[rpd] Proposal: Clarification on temporary resource usage

Fri Dec 21 14:50:44 UTC 2018

Hi Willy,

Please see my comments below in-line.

Don't get me wrong, I'm for the IPv6 deployment, but we must not act as an "enforcing" regulator (at least not at the time being, may be in a couple of years from now for the laggards to react).

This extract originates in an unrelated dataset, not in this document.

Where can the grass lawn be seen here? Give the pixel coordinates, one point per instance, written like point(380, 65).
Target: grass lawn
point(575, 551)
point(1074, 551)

Remember that a conference is going to depend on ISPs ... So they could, maximum, hire IPv6 trained folks to deploy a dual-stack network, but if the ISP is not providing IPv6 transit, they need to setup a tunnel.

Regards,
Jordi

-----Mensaje original-----
De: Ernest Byaruhanga <ernest at afrinic.net>
Fecha: viernes, 21 de diciembre de 2018, 8:26
Para: "rpd >> AfriNIC Resource Policy" <rpd at afrinic.net>
Asunto: [rpd] Proposal: Clarification on temporary resource usage

    A new policy proposal has been received:

    Title: Clarification on temporary resource usage
    ID:AFPUB-2018-GEN-004-DRAFT01
    Author: Manga Willy Ted
    URL: https://afrinic.net/policy/2018-gen-004-d1#proposal

    The proposal introduces modifications to CPM 9.0 which deals with issuance of number resources for temporary use (such as for conferences and experiments).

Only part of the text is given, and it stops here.